Holiness and being filled with the Spirit cannot come from a polluted mind, or a compromised lifestyle. If you doubt that the church is in dire need of conviction, just peruse the postings on facebook of those claiming to be Christians. What would Paul say about this in light of 2 Corinthians 6:15? Sadly, conviction is often replaced with compromise.

The lukewarm church disdains the heat of conviction. Church history bears this out—people get upset when compromised lifestyles are challenged. Instead of repenting and returning to God, messengers are labeled legalistic, rigid, arrogant, extreme, fanatical, judgmental, and so on. A deeper call to holiness and seeking God is not legalistic, it’s biblical; it’s not optional, it’s vital: “You will seek me and find me when you seek me with all your heart” (Jeremiah 29:13).

Additionally, many Christians (including pastors, youth leaders, etc.) want Christianity to be cool and fashionable, but Christianity is not cool nor is it fashionable. Exposing sin is not fun, pointing to the cross is not pleasant, and calling us to repentance is not comfortable.
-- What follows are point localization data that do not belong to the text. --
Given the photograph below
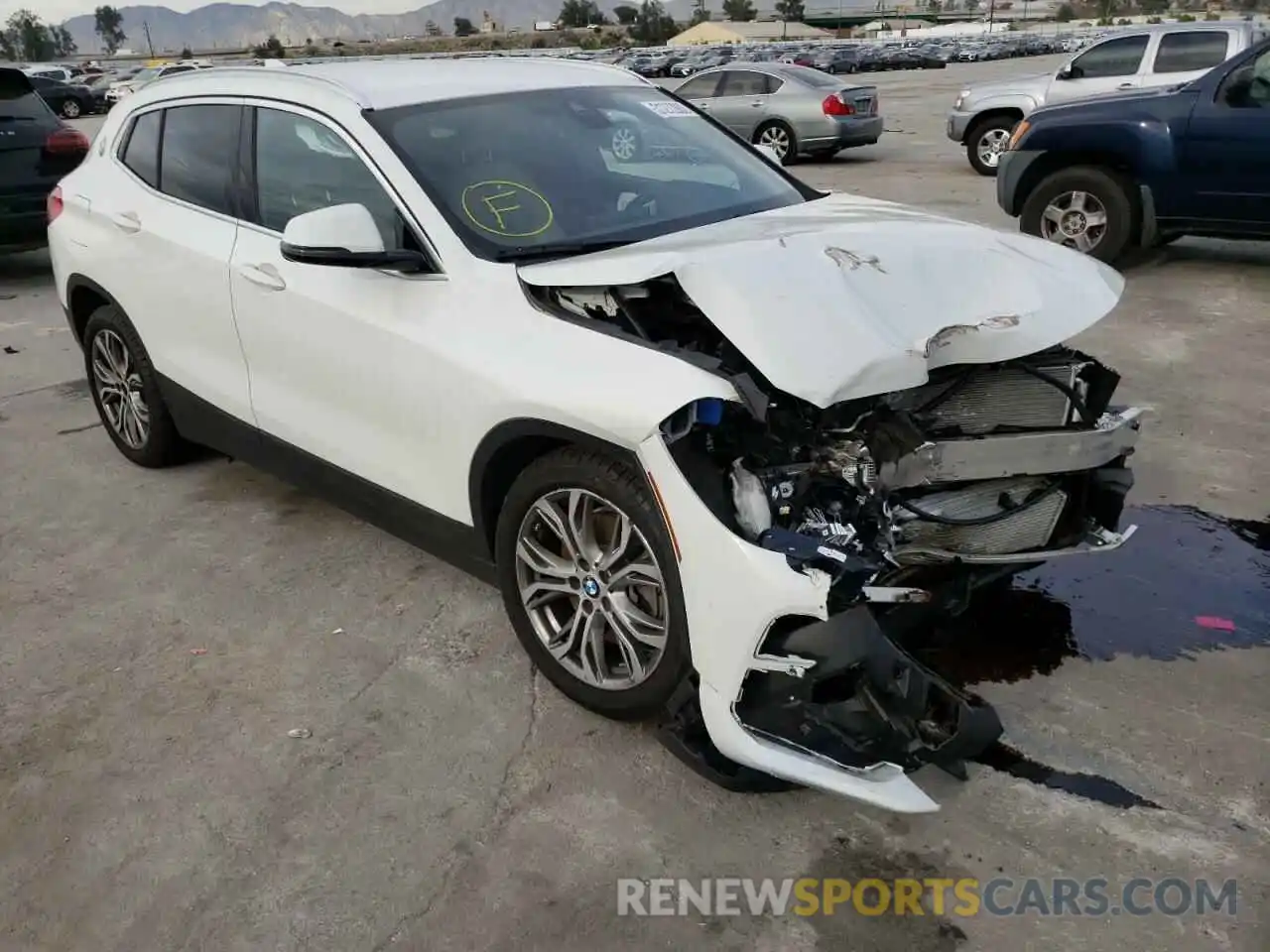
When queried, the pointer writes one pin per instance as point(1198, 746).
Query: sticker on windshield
point(668, 108)
point(507, 208)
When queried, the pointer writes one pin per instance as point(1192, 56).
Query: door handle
point(263, 275)
point(126, 221)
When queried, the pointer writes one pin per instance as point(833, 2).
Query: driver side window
point(303, 166)
point(1115, 58)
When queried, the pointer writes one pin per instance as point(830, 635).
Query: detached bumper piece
point(864, 701)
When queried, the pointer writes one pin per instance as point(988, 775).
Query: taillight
point(834, 105)
point(66, 141)
point(54, 204)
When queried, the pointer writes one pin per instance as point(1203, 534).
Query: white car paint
point(398, 377)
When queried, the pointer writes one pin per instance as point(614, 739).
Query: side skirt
point(448, 539)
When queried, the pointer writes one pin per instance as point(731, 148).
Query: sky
point(59, 10)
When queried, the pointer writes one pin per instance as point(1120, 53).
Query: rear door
point(1109, 67)
point(1225, 153)
point(30, 168)
point(1187, 55)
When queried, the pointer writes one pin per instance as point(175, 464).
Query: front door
point(1105, 68)
point(345, 365)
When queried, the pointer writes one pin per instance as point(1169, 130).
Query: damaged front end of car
point(898, 507)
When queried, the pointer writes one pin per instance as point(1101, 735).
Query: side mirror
point(343, 236)
point(769, 154)
point(1238, 85)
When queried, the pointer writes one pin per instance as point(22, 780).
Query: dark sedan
point(36, 151)
point(64, 98)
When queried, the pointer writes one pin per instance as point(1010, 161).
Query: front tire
point(125, 390)
point(1082, 207)
point(780, 139)
point(985, 141)
point(590, 583)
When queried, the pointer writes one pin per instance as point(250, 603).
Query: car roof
point(384, 84)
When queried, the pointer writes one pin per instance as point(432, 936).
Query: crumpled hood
point(1032, 85)
point(846, 298)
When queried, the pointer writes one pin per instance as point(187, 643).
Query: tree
point(108, 24)
point(64, 45)
point(653, 27)
point(271, 49)
point(26, 37)
point(579, 13)
point(790, 10)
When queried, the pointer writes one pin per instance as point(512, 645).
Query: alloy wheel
point(119, 390)
point(592, 589)
point(1075, 218)
point(776, 139)
point(991, 145)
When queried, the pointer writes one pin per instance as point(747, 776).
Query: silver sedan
point(793, 109)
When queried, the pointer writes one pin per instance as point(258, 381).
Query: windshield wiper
point(562, 249)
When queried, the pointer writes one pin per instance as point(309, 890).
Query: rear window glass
point(18, 98)
point(1184, 53)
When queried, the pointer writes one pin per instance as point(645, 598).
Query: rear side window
point(699, 86)
point(199, 154)
point(18, 98)
point(141, 151)
point(1189, 51)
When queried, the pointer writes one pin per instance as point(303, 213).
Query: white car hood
point(846, 298)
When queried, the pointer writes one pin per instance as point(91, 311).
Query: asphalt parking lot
point(162, 633)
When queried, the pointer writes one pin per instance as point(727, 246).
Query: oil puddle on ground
point(1188, 581)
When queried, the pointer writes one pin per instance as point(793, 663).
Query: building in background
point(752, 32)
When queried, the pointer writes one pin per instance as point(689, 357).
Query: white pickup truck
point(1143, 58)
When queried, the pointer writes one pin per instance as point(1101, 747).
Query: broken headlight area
point(908, 502)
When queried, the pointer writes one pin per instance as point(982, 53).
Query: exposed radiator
point(1030, 529)
point(994, 398)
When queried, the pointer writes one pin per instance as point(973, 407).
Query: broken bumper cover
point(1016, 454)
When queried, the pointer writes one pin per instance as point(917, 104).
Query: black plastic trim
point(509, 431)
point(449, 539)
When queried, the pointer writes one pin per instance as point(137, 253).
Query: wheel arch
point(82, 298)
point(507, 449)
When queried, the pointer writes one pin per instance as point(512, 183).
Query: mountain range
point(238, 26)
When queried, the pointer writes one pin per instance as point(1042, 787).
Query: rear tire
point(984, 140)
point(125, 390)
point(1102, 190)
point(544, 604)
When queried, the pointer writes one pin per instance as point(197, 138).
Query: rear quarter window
point(1192, 50)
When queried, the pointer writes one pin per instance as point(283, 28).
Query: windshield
point(571, 171)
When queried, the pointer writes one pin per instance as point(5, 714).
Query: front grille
point(992, 399)
point(1029, 529)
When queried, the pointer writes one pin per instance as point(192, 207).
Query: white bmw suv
point(717, 436)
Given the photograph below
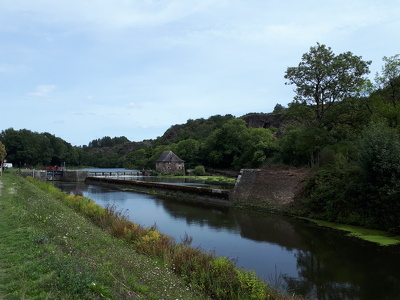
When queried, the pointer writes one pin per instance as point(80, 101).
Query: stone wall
point(38, 175)
point(74, 176)
point(273, 188)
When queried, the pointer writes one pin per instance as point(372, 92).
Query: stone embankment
point(271, 188)
point(189, 193)
point(268, 188)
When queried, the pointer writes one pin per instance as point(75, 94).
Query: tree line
point(340, 123)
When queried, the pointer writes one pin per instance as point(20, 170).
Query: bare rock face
point(260, 120)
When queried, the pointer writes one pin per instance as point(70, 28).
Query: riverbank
point(50, 252)
point(64, 250)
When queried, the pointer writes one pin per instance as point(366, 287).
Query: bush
point(199, 171)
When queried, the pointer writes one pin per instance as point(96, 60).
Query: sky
point(85, 69)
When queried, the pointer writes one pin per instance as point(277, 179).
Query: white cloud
point(43, 91)
point(133, 105)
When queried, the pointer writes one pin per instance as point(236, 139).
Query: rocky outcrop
point(260, 120)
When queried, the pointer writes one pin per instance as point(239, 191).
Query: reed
point(217, 277)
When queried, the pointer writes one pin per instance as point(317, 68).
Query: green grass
point(50, 252)
point(59, 246)
point(376, 236)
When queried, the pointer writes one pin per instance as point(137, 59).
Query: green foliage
point(199, 171)
point(302, 145)
point(108, 141)
point(3, 152)
point(236, 146)
point(25, 147)
point(323, 78)
point(333, 192)
point(380, 162)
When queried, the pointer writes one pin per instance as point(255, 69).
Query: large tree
point(389, 79)
point(3, 154)
point(323, 79)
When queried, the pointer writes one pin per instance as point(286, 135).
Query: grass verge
point(55, 253)
point(50, 252)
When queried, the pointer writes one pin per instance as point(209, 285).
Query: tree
point(3, 154)
point(389, 79)
point(322, 79)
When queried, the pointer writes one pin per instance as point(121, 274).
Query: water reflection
point(292, 253)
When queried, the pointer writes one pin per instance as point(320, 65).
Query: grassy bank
point(379, 237)
point(51, 252)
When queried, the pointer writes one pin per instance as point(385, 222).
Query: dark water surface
point(292, 254)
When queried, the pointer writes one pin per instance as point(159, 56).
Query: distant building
point(169, 163)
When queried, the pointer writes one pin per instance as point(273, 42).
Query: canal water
point(291, 254)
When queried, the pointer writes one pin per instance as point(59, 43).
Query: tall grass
point(217, 277)
point(48, 251)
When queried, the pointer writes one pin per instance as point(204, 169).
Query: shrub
point(199, 171)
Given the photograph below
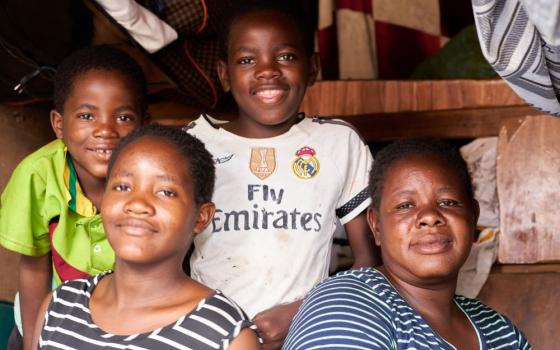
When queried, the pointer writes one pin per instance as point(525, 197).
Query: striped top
point(214, 323)
point(360, 309)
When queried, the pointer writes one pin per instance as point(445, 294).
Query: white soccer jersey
point(277, 202)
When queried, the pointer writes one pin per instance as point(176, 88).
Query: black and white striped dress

My hope is that this article is not misunderstood, or taken to extremes. I’m not suggesting that Christians only interact with other Christians. We are called to minister to others in all areas of life. We cannot totally separate from the culture. What good is salt if it’s left in the shaker? But if relationships and lifestyle choices are pulling us in the wrong direction, or sending mixed messages to others, then it’s time to re-evaluate. This is my focus here.

An example of compromise can be seen in this scenario: “I love going to Vegas with Vince and Laughlin with Larry—they can party like no one I know.” Paul would consider this “fellowship with darkness” because it pulls the believer in the wrong direction. Excuses, however, would be numerous: “But I’m witnessing to them. I’m relating to them. I’m winning them to Christ.” But what are we winning them to?

A.W. Tozer adds clarity here, "Any objection to the carrying on of our present gold-calf [lukewarm] Christianity is met with the triumphant reply, ‘But we are winning them!’ And winning them to what? To true discipleship? To cross-carrying? To self-denial? To separation from the world? To crucifixion of the flesh? To holy living? To nobility of character? To a despising of the world’s treasures? To hard self-discipline? To love for God? To total committal to Christ? Of course the answer to all these questions is...No."

Poolside in Vegas, quoting scripture to Vince while sipping margaritas in a crowd of g-string bikinis is not ministry—its compromise. We need to start calling it what it is; it’s a lack of conviction and holiness...not ministry. “What fellowship has righteousness with lawlessness?”

Ministry would be meeting with Vince and Larry in settings that do not compromise our standards—the darkness is being pulled into the light, not visa versa. Granted, I often minister to people in many different settings and circumstances, but we must be on our guard and not compromise in areas that can quench and grieve the Spirit of God.

If you find yourself saying, “I’m just not convicted about those things,” it may be time for self-evaluation. If one is offended by a call to holiness, it may be a good indication that they need to seek repentance, conviction, and holiness again.

In a recent radio broadcast, Pastor James MacDonald told his audience, “The reason you’re not convicted is because your face is not buried in the Word of God truly seeking Him.” He is absolutely correct. Holiness is a mark of conviction and a surrendered life. Holiness is not an option like a choice in a buffet line. Holiness is the mark of someone who has truly been converted and who is genuinely filled with the Spirit of God. Without holiness no one will see the Lord (Hebrews 12:14).